Women’s World Cup Kicks Off

Switzerland plays The Netherlands in a Women’s World Cup qualifier, 2018

This month in Paris, 552 women soccer players representing 24 countries kick off the 2019 FIFA Women’s World Cup—and records are expected to shatter. According to FIFA, ticket sales have soared. The opening match, two semifinals, and the final are sold out—all tickets bought within 48 hours of going on sale. Meanwhile, television executives expect to surpass the previous record of 750 million viewers—possibly up to 1 billion viewers worldwide.

There’s a lot of action to watch. In four weeks over 52 games, teams from Europe, Asia, Africa, South America, North America and the Caribbean, and Oceania will play round-robin style in six groups. The top two teams from each group advance, as do the top four of all third-place teams. From there, only the winning team advances to the next round.
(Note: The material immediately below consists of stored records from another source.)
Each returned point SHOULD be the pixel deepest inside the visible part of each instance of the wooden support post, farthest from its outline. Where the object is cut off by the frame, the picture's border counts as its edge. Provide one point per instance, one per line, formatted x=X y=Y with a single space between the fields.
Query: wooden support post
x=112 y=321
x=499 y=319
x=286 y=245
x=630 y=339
Who’s favored to win? The U.S. Women’s National Team (USWNT) is the world’s top-ranked team with three Women’s World Cup titles. However, Japan has reached the past two finals, Germany has always had a strong team, and The Netherlands won the last European Championship. Still, host country France is a strong favorite to take the trophy and $30 million—double the prize money of the 2015 tournament.

Watch for stellar play from the world’s best women players. The U.S. team has two powerhouses: Carli Lloyd, who pulled off a 13-minute hat-trick in the 2015 World Cup final, and Alex Morgan. Meanwhile, striker Vivianne Miedema of The Netherlands is considered the best in the world, as is teammate midfielder Lieke Martens. Australia’s captain, Sam Kerr, is another strong player to watch.

Women’s World Cup soccer (or “football,” depending on where you live in the world) has come a long way since its debut in 1991 as the FIFA World Championship for Women’s Football for the M&M’s Cup. Before then, women played mostly in unofficial international tournaments. Over the last three decades, women’s teams have broken attendance and television viewing records while inspiring generations of young girls to play the beautiful sport.